A iniciativa foi aprovada pela Secretaria de Estado da Cultura do Paraná e conta com recursos da Política Nacional Aldir Blanc de Fomento à Cultura, do Ministério da Cultura. O objetivo é aproximar as crianças dos saberes afroindígenas por meio da arte, da música e da oralidade.
Saberes afroindígenas para a primeira infância
Com 17 anos de pesquisas e criações artísticas baseadas em conhecimentos africanos, afro-brasileiros e de povos indígenas, o Grupo Baquetá apresenta pela primeira vez uma obra pensada especificamente para crianças de 0 a 6 anos.
Na visão da artista do grupo, Kamylla dos Santos, levar essas referências às crianças desde cedo amplia o olhar sobre a diversidade que compõe a sociedade brasileira.
“Acreditamos que apresentar essas histórias, musicalidades e formas de ver o mundo desde os primeiros anos de vida é também uma forma de ampliar o olhar das crianças sobre a diversidade. Quando elas crescem reconhecendo e valorizando essas culturas, contribuímos para a formação de pessoas mais conscientes, respeitosas e menos propensas a reproduzir preconceitos e o racismo”, afirma.

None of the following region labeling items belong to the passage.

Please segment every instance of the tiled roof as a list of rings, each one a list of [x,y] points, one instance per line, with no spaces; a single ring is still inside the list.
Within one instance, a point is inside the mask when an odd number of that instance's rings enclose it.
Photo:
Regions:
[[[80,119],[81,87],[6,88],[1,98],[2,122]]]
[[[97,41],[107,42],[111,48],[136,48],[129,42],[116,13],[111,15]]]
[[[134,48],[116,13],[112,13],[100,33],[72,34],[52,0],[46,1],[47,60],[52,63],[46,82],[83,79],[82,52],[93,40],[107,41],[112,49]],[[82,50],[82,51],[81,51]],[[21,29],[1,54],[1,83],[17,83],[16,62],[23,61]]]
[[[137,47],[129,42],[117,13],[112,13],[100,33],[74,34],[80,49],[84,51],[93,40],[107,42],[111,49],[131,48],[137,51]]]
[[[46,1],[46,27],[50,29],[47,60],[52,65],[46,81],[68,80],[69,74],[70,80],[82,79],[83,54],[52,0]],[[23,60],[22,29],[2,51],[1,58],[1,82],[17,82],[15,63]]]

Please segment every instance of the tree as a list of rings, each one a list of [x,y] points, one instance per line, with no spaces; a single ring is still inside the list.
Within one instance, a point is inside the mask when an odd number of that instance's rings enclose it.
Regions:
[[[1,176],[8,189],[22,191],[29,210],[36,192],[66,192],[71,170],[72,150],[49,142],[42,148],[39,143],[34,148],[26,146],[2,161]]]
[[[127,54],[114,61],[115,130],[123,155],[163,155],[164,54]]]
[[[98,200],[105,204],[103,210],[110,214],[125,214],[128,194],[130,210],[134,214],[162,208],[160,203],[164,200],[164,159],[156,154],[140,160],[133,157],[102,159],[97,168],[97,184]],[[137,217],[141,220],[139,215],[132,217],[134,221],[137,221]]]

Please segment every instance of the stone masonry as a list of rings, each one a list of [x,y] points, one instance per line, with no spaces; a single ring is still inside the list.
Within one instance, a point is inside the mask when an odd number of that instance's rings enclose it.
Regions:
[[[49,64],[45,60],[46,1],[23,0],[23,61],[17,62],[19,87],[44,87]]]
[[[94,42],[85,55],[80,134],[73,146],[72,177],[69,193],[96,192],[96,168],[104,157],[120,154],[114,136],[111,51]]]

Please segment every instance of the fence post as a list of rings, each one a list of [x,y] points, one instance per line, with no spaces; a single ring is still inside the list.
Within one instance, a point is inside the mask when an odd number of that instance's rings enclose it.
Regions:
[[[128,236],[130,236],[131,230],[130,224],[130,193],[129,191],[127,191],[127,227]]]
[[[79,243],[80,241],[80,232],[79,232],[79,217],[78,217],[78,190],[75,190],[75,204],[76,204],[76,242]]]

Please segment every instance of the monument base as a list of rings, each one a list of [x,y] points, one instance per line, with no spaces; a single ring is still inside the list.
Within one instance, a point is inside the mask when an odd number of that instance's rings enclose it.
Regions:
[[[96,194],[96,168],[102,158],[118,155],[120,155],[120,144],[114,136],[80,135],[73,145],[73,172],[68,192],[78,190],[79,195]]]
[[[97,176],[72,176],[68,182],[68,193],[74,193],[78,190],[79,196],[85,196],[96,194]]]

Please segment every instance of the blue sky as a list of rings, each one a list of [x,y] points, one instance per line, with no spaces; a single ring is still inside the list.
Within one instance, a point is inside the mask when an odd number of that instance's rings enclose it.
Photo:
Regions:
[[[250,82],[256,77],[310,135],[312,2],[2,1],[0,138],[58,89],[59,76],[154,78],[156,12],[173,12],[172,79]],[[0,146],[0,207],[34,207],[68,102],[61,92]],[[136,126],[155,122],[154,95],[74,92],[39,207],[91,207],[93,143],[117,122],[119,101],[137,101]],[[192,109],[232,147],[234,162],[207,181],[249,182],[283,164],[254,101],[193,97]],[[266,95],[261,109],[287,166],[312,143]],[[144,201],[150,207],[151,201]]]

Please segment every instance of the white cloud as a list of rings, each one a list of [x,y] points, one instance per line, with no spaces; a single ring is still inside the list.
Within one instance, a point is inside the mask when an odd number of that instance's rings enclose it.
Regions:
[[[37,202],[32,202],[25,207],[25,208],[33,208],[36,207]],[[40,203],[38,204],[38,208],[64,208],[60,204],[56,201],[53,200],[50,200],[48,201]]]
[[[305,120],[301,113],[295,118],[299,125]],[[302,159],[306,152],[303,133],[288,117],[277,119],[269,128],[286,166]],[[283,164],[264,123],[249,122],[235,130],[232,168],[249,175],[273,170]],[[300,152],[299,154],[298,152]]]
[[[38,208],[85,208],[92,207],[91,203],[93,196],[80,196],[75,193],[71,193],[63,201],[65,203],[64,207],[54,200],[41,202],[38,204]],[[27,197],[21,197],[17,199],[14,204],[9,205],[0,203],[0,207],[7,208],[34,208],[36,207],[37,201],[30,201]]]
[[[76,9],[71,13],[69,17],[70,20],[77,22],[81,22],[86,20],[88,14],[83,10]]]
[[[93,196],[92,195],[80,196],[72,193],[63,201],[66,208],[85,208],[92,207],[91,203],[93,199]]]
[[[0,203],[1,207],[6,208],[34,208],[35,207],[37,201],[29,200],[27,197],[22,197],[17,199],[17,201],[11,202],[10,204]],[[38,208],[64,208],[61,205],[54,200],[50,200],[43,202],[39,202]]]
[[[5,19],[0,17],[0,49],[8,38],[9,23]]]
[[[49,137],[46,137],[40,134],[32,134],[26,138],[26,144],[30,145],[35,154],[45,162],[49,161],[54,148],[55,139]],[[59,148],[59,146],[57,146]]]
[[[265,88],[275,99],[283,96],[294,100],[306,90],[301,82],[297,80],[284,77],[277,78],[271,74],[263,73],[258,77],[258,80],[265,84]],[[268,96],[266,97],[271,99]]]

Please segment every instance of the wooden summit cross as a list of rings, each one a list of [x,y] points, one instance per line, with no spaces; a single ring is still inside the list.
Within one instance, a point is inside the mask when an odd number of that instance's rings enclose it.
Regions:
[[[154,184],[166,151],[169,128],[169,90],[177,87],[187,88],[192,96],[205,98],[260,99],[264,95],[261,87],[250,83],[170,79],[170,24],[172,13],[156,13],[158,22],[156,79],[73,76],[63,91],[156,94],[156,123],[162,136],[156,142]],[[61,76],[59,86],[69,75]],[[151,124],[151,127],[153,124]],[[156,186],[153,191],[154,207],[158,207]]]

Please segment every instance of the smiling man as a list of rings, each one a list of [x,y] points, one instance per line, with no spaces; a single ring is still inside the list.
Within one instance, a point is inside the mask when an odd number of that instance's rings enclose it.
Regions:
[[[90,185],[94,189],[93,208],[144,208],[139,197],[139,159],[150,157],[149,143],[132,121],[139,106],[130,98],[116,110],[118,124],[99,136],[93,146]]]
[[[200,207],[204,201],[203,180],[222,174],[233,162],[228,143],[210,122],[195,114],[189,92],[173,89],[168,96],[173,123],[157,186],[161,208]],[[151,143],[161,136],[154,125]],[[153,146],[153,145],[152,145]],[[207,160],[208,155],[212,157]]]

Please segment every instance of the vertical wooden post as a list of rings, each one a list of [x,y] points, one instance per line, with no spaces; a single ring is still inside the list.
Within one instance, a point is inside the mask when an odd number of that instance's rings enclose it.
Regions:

A palavra Kindezi, do tronco linguístico Bantu, significa “a arte de cuidar das crianças”. Segundo Kamylla, esse cuidado envolve a transmissão de conhecimentos, valores sociais e culturais às novas gerações, preservando memórias, saberes e referências culturais.
Experiência cênico-musical e acessibilidade
No palco, os musicistas, atores e contadores de histórias Kamylla dos Santos e Maycon Souza conduzem o público em uma experiência sensorial que reúne narrativas, cantos e musicalidades afroindígenas. Instrumentos africanos, afro-brasileiros e dos povos indígenas do Brasil ganham função de personagens, ajudando a contar as histórias.
Com aproximadamente 35 minutos de duração, o espetáculo tem como eixo os elementos da natureza — terra, água, fogo e ar — e será apresentado exclusivamente em espaços de educação infantil.
O projeto prevê recursos de acessibilidade, com dramaturgia inclusiva, equipe de Libras e acessibilidade para cegos e pessoas com baixa visão.
A direção musical é de Fábio Timbira, pesquisador de musicalidades afro-indígenas há mais de duas décadas. A direção de cena é assinada por Isabel Oliveira, atriz, professora e diretora teatral, enquanto a direção de movimento fica a cargo de Leonardo da Cruz, artista da dança, coreógrafo e pesquisador quilombola da comunidade Invernada Paiol de Telha.
Oficinas e material para educadores
Além das apresentações, Kindezi oferece cinco oficinas “Brincando Áfricas e Brasis”, voltadas a educadores dos municípios contemplados. A proposta é ampliar o repertório cultural dos profissionais e incentivar a continuidade de brincadeiras e saberes de matrizes africanas e indígenas nas escolas.
A primeira oficina ocorre na segunda-feira (22), em Morretes, das 17h30 às 19h30, na Terra Escola, na Estrada Amantanal, em América de Cima. A atividade é destinada a professores, educadores, pais e demais interessados. As inscrições podem ser feitas pelo WhatsApp (41) 99827-1737.
Como parte das ações formativas, o projeto também disponibilizará uma cartilha digital sobre os instrumentos musicais presentes no espetáculo, com informações e sugestões de atividades pedagógicas. O material será entregue às escolas participantes e publicado nas plataformas digitais do projeto.